# Nuclear Ship VS Nuclear Power plant construction



## needadditionalinformation (Jan 30, 2006)

With the horrible mess in Japan with those Nuclear Reactors, I was wondering if shore-side nuclear power plant designers could learn something from the construction of nuclear powered ships.

Now, if you care to reply, please don't be too hasty, I'm not a nuclear engineer, but I'm wondering if land based nuclear power plant designers could take lessons, so to speak or directly, from Naval Architects in order to build housing for those reactors that would be more robust than those Japanese (Daiichi?) nuclear power plants. 

I would tend to believe that these ships encounter movement and forces far in excess of what that earth quake dished out. While a ship's hull (ULCC size?) wouldn't have to be the exact form, maybe it could be a place to start thinking about it.

It would seem strange to build a (large) ship's hull structure just to house a power plant, albeit one so close to the water, and there would be the issue of mooring it sufficiently so that it didn't float ashore with everything else, but given what the SS Savannah's hull was built to withstand in the event of a collision (to protect the reactor), and the protective benefit that could provide, and the nightmarish consequences of having 3 or more reactors meltdown, as may yet happen, the unprecidented cost and trouble of such construction might be well worth it.

Finally, one of my WWII era textbooks on Marine Engineering noted that "many lives have been saved because there are no yellow streaks in black gangs". We know not one Engineer from the Titanic survived, and eviently it's working the same way ashore in Japan right now. God Bless those men who are trying to contain the disaster, but it dosen't look like it's going to be pleasant for them.


----------



## lazyjohn (Mar 3, 2011)

I hate to think that anybody would wan't the Japanese problem compounded by sinking the reactors to the sea bed as well.


----------



## needadditionalinformation (Jan 30, 2006)

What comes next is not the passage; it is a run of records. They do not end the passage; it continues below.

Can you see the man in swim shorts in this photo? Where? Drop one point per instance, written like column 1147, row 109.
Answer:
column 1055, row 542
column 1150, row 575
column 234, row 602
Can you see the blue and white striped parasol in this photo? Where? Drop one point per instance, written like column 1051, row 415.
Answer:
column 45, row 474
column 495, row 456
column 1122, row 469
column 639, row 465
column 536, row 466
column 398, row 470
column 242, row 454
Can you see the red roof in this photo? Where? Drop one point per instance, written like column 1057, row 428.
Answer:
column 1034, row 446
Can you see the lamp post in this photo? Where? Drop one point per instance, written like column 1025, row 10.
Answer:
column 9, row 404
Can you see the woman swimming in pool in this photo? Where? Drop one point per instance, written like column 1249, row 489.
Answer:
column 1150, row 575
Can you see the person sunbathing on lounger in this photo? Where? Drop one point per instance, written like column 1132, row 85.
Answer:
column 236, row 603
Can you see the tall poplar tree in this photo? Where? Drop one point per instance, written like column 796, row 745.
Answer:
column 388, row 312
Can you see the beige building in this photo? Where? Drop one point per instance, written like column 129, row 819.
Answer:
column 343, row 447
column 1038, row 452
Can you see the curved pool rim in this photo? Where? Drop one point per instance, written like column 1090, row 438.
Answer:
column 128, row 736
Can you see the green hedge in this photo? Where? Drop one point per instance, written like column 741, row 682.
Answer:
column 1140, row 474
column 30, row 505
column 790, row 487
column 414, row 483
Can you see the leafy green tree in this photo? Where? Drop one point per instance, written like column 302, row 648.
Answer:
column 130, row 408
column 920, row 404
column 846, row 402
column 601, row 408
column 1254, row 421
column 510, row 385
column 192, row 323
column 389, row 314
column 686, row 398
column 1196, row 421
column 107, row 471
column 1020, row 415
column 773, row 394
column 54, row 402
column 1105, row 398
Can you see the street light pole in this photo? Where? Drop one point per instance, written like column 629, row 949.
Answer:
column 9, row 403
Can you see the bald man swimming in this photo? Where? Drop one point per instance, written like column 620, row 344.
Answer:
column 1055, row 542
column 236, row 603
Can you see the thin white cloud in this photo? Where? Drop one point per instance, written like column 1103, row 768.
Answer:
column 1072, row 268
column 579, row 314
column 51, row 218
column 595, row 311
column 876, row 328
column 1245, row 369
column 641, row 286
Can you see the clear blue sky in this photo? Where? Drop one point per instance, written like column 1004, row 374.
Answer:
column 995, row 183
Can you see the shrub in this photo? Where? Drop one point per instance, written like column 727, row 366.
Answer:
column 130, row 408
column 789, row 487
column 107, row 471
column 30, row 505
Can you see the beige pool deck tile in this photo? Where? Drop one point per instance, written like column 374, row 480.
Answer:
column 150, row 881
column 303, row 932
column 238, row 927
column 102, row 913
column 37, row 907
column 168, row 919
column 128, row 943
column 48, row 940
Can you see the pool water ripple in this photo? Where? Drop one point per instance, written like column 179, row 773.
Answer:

Well, I guess I didn't make it clear. I didn't intend the structure to actually be afloat, but ashore, just built alot better than those buildings were. The whole mess over there has just been getting worse by the day according to the news, and the Nuclear Engineers CNN and such are consulting on this are saying _they_ don't know how bad this situation is, and that even the Japanese won't for some time. 

I therefore do not subscribe to the view that the buildings and their earthquake resistance was fine, and the lack of Tsunami resistance in the design was the problem. Since the experts don't & won't know all the consequences, I think it would be too hasty a generalization to say that, and I still believe that a substantially stronger building to house those reactors may have helped.

And there are atleast part of those plants the Japanese do wish they could sink right now, albeit in a body of water the contamination could be controlled in. 

I don't know what they're saying in the coverage in the U.K., but over here, the networks are saying that the Japanese fear the spent fuel pools are so cracked that they can't keep cooling water in them if they can even get water to them. Given the flow of events, I'd think it'll be some time, if ever, whether we know if the hydrogen explosions or the earthquake caused the cracking, and if both, how much of each.


----------



## Nick Balls (Apr 5, 2008)

Hindsight is a wonderful thing. I would imagine that they are already looking at potential flaws in design with UK plants........ I was rather amused reading a local paper that said 'off course we don't have tsunami' when talking about sizewell nuclear power station here on England's east coast..........well OK not tsunami but we do have an increasing number of storm surges some of which raise sea level by more than 2 Mts........don't sound a lot but the destructive force of such events historically have wiped out whole towns very swiftly in times gone by. The town of Dunwich was wiped out (finally) in the course of a single night.


----------



## steamer659 (Mar 18, 2009)

Gents,
Knowing just enough about these plants to be dangerous, I must comment on the fact that the latest horrid mess was due to the fact that the emergency generators were wiped out in the tsunami and there wasn't any power to run the coolant pumps- remember that dumping sea water into the containment vessel probably caused a steam explosion of sorts....Chernobyl- although a different type of reactor entirely was also caused by a loss of coolant flow- only that time they were testing the ability of the generator (1000 MW) to supply electricity to run the coolant pumps during a coast down after a turbine trip- A planned excursion! 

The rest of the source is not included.